If a message is intended to only be one way, and not have a return expected, the return will simply be a "message received" signal constructed by the client, and later messages will poll for a relevant response.
This messaging sequence architecture is designed to be flexible so that it can be adapted to work with multiple types of messaging patterns used by servers, the synchronous immediate return, as you see with web services, but also the asynchronous polling/gossip pattern that you will see more with peer to peer network services. Both Bitcoin and Lightning Network traffic contains both types of messaging pattern, some are like "send me inventory" and the reply can be "ain't got none sorry", or an immediate "here is a bunch", or like on Lightning, "sending x satoshis in your direction here's the transaction update" and immediate response acknowledgement counter-transaction.
As such, it may be neccessary for Indra clients to have some knowledge about the messaging pattern of the service in question in order for the correct prompting and timing to be performed for a protocol specific messaging pattern. This also means that adding types of exit traffic will need, for optimal compatibility, intelligence in the router to understand how the traffic works, whether it's sync or async, gossip, connection style TCP, etc. Partly because one of the goals of Indra is to enable continuity of connections even if intermediary node path changes, this should not be relevant if the endpoint stays the same, an issue particularly pertinent to TCP and QUIC connections, which have an expectation of a stable IP address baked into them. Reliable UDP type protocols that already do not care about the static exit path can even exploit this to scatter the traffic through multiple exits without disrupting the protocol, thus improving the randomness of traffic.

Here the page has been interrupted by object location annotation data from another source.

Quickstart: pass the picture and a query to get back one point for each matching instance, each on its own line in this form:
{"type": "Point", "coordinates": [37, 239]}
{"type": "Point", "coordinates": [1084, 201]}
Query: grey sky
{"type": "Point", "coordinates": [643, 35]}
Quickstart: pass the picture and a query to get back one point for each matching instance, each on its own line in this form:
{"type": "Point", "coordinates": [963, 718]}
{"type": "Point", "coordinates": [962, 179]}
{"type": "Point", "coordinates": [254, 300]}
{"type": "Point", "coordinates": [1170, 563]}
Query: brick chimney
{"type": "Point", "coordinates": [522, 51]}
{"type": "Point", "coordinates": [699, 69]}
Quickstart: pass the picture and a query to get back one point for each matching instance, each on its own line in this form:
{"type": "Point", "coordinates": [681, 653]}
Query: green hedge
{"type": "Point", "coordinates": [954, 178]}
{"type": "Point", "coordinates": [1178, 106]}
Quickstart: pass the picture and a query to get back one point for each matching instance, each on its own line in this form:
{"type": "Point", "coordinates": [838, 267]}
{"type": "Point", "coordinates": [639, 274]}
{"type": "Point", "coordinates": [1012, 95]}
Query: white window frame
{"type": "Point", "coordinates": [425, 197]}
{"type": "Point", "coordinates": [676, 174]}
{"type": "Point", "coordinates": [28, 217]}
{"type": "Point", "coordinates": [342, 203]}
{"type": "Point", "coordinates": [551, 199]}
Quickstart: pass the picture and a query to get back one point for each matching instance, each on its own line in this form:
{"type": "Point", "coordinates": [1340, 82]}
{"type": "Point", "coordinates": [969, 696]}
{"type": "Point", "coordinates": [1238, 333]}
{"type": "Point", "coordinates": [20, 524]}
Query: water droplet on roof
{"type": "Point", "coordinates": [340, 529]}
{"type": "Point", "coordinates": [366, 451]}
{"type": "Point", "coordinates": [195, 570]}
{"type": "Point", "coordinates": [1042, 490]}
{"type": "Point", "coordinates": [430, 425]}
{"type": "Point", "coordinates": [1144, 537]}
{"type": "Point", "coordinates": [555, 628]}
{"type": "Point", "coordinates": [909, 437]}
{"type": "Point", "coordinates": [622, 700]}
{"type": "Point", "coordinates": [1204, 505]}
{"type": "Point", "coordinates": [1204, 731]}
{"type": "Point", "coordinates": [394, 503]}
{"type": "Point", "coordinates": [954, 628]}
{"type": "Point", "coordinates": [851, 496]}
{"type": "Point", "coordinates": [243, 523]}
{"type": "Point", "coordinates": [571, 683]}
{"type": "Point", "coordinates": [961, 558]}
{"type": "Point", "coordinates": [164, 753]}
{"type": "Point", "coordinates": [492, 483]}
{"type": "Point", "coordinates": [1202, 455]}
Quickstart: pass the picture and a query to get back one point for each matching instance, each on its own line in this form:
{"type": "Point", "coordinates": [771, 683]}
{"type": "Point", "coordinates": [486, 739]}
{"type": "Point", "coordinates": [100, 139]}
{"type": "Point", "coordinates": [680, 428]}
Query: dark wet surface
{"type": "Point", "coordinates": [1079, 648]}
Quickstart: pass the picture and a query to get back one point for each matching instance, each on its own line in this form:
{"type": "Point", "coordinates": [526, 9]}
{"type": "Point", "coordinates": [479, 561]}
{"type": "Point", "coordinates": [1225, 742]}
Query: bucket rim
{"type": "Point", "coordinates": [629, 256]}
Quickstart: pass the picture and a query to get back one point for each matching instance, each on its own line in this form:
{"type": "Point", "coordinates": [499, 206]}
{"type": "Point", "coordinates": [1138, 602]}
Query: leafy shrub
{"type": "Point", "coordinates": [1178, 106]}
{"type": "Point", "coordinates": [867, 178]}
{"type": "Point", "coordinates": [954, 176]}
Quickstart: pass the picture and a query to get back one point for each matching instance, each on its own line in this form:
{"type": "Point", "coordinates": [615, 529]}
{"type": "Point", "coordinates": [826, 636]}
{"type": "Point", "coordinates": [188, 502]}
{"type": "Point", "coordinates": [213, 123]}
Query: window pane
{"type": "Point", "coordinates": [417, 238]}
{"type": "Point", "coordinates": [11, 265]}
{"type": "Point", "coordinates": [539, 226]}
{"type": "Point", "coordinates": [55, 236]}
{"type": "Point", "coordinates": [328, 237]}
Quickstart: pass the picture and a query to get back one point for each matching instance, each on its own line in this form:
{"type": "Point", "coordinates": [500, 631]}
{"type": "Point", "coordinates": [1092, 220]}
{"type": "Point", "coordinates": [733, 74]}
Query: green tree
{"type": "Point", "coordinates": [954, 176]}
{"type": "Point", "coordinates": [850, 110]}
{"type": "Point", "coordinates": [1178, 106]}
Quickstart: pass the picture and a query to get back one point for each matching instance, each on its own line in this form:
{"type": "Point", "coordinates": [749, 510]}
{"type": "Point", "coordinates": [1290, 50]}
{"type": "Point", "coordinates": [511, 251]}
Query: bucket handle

There is a lot of things to consider when building an anonymised messaging network. Every way in which it is made harder for surveillance to correlate messaging is needed, balanced against the tradeoffs they require in latency and connection stability. And very very important is spam prevention. Most of the traffic on Tor network is spam, or malicious messages. By requiring payment to all hops in a path, the cost of spam will be raised which should thus concommitantly reduce its occurrance. This is important, because the Tor network has been blacklisted by almost all internet services where it has been used as an attack vector. The lack of scaling of the network has limited the scope of denial of service attack usages, as the network only has so much bandwidth. Indra will be able to grow much more, and thus the spam must not also grow or the attackers will trigger hostile responses. Distributed Denial of Service attacks depend on free traffic, so this should be a major factor in reducing this potential problem as the network scales up.